4. Consolidated Edison Inc
Consolidated Edison Inc. is a large-cap utility stock that pays dividends. It has a solid track record of payments that goes back for forty-six consecutive years. It’s a stock that many experts recommend watching, and some view it as a good time to buy and hold onto the stock for long-term portfolios. Consolidated Edison Inc’s longrunning dividend payments also include increases for the duration of the payment streak, which is impressive by any standards.
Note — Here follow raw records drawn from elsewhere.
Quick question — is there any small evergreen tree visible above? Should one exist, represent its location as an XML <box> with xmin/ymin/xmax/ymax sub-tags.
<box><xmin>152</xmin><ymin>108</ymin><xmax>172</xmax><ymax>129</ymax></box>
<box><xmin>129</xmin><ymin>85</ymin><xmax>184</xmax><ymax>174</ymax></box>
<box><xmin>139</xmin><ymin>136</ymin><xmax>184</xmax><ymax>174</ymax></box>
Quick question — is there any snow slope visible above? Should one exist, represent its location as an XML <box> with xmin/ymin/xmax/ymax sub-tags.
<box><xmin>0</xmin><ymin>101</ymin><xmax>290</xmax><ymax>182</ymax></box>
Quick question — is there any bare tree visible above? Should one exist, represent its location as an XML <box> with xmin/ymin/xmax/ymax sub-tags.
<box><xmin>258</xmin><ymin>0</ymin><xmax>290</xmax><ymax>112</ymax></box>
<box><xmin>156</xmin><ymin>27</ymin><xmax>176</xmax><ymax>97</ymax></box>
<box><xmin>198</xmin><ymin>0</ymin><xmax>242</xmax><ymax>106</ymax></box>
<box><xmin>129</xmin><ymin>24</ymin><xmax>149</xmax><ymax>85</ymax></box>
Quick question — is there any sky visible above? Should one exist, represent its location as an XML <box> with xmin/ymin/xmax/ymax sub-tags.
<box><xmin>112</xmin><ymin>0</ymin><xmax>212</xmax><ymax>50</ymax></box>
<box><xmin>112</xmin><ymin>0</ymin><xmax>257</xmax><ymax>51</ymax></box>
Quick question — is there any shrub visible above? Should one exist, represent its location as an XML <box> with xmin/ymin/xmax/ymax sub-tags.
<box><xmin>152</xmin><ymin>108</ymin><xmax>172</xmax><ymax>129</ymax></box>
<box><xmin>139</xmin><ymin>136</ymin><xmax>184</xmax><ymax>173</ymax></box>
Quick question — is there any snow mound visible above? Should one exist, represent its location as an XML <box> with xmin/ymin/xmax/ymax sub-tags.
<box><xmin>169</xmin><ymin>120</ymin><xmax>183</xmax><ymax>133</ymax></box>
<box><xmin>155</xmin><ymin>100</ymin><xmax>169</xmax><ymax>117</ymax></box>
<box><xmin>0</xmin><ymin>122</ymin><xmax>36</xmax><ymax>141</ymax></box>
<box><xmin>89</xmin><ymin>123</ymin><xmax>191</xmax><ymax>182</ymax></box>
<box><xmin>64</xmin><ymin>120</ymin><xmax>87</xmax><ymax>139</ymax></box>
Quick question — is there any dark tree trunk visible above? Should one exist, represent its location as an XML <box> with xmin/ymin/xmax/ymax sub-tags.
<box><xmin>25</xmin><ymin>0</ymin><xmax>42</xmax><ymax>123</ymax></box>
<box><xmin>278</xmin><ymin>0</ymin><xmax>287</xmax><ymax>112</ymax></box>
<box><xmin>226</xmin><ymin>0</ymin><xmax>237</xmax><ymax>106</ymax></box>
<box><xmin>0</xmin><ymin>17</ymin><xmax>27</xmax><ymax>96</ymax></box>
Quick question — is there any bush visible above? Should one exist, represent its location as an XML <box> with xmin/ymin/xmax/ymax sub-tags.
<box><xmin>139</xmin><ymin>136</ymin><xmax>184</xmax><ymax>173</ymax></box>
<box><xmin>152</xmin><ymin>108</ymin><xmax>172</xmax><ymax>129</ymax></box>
3. Brookfield Infrastructure Partners
The Motley Fool recommends considering the Brookfield Infrastructure Partners as a utility stock for long-term investment. It transmits and distributes regulated electric and natural gas services to consumers along with a port terminal. Brookfield Infrastructure operated multiple utility companies, with a diversified portfolio that includes oil, and natural gas midstream assets. Its natural resource assets are backed by regulated rates or long-term contracts which gives it a stable and predictable cash flow. It also operates data centers, fiber-optic cables, cell towers, and data transmission assets, along with transport through railroads, toll roads, and ports to support LNG export operations.
2. NextEra Energy
NextEra Energy is a company that operates in Florida as a regulated electric utility provider. The company additionally offers diversification with ownership and operation of natural gas pipelines and other renewable energy projects. It generates income that is predictable thanks to its long-term fixed-rate contracts. It’s projected to increase dividend payments by ten percent annually.
1. American Water Works
Although the dividend yield is among the lowest on the list, American Water Works is the nation’s largest publicly traded utility in the wastewater and water industry. Most of its revenue is generated by the provision of water and wastewater services. It is a direct provider to the military and homeowners with related services. Now is the time to buy American Water Works stock as it’s estimated to see a rise in its earnings per share with a compound yearly rate between seven to ten percent from now through 2025.